Serving in the trenches was often dangerous, but the conditions there, especially in the winter months, were also hard on the health of the soldiers of both sides. Herbert was admitted sick to a field ambulance on 13th February 1918, passing through No. 3 Casualty Clearing Station and No. 5 General Hospital in Rouen to reach No. 4 Northern General Hospital in Lincoln on 8th March. Herbert needed nearly six weeks treatment there, to recover from PUO (a fever of unknown origin), before his discharge on 18th April. Herbert probably then had some leave and returned home to Orkney to visit his family.
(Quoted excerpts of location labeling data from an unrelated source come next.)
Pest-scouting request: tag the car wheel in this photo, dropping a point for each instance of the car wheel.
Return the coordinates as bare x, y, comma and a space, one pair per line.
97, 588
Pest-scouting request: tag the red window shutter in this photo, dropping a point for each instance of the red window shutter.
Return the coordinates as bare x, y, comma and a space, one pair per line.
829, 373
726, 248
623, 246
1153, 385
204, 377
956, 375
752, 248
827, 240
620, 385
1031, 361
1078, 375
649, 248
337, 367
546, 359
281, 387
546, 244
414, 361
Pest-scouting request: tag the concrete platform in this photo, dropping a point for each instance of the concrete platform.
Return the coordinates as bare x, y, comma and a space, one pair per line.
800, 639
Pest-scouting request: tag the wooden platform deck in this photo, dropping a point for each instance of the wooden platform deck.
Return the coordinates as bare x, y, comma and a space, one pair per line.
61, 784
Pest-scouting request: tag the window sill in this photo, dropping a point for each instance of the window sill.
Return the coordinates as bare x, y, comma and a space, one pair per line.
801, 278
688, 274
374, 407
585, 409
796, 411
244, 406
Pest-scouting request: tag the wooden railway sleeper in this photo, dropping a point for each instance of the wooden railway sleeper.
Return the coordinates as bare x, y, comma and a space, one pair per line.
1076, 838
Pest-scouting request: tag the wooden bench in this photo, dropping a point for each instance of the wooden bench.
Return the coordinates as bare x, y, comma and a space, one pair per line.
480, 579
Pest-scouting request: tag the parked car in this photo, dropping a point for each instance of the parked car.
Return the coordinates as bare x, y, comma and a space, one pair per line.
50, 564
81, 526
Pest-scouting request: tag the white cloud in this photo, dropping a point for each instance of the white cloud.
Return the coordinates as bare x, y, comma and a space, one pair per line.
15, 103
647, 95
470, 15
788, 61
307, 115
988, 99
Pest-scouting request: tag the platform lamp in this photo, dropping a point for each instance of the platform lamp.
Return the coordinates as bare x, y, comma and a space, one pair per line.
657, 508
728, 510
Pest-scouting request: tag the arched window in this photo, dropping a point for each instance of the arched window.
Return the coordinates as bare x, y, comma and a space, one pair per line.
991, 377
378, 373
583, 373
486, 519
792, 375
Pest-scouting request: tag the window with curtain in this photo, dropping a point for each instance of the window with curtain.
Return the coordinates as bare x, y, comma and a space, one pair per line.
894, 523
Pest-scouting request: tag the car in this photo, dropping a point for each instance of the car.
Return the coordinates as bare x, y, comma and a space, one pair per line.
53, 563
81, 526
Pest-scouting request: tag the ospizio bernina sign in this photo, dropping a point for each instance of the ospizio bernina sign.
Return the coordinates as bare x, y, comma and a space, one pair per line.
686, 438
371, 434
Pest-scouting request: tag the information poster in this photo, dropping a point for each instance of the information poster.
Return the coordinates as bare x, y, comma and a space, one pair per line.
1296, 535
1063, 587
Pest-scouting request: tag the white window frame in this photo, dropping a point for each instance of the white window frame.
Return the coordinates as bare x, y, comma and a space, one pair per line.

On 29th April Herbert was posted to the Seaforths’ Depot at Fort George. He remained there until joined the 3rd Battalion at Cromarty on 7th June. On 12th July Herbert crossed from Dover to Calais, but did not return to 1/6th Seaforths (which during the German Spring Offensives had been involved in heavy fighting, in which Duncan Webster, Isaac and Andrew Newlands were all killed). On 23rd July Herbert joined 7th Seaforths, in 26th Brigade of 9th (Scottish) Division, in Flanders.

9th Division had also been involved in desperate fighting during the German offensives, when eight Orcadians were killed serving in 7th Seaforths. On 19th July 9th Division captured Meteren in a successful attack which signalled the Germans had lost the initiative, so Herbert would have found upbeat morale in his new unit. However, Herbert’s health was still fragile and he was again admitted to a field ambulance on 7th August. He was diagnosed with gastro enteritis and passed through a Calais hospital to reach Perth War Hospital on 20th September.

Herbert’s treatment in Perth Hospital lasted 63 days (during which the Armistice was signed in France), followed by a convalescent spell at the impressive Blair Atholl Castle north of Pitlochry. Herbert was posted back to 3rd Seaforths at Cromarty on 3rd December.

On 24th May 1919, Herbert was posted to Glencorse, to join the Machine Gun Corps and changed service number for the last time to 192882. Herbert trained as a machine gunner, before joining a draft for 85 Machine Gun Company. It had been stationed in Constantinople with the rest of 85th Brigade since 14th November 1918, part of the Allied garrison in the Turkish capital, while the rest of 28th Division was stationed on both sides of the Dardanelles. Herbert left Dover by ship on 6th September 1919 and reached Chanak on the Asiatic side of the Dardanelles on the 25th. Herbert probably travelled by train to Constantinople, the ancient city that was a Christian fortress for many centuries, then a Moslem one for many more.

Herbert spent just over three months in Constantinople, before he embarked on 11th December to return to the UK for demobilization. That process was completed on 27th January 1920, when Herbert left the Army and became a civilian again.

Herbert returned to his trade as a watchmaker in the family shop in St. Margaret’s Hope. Herbert had taken the business over when his father retired, before he married on 4th August 1932 Leila Mary Dunn in Aberdeenshire. They had three children, Hugh, Leila and Herbert. Hugh became a doctor and travelled out to Canada, but Herbert joined his father in the family business. Herbert Mackenzie Snr. died in Balfour Hospital, Kirkwall in 1965, aged 66.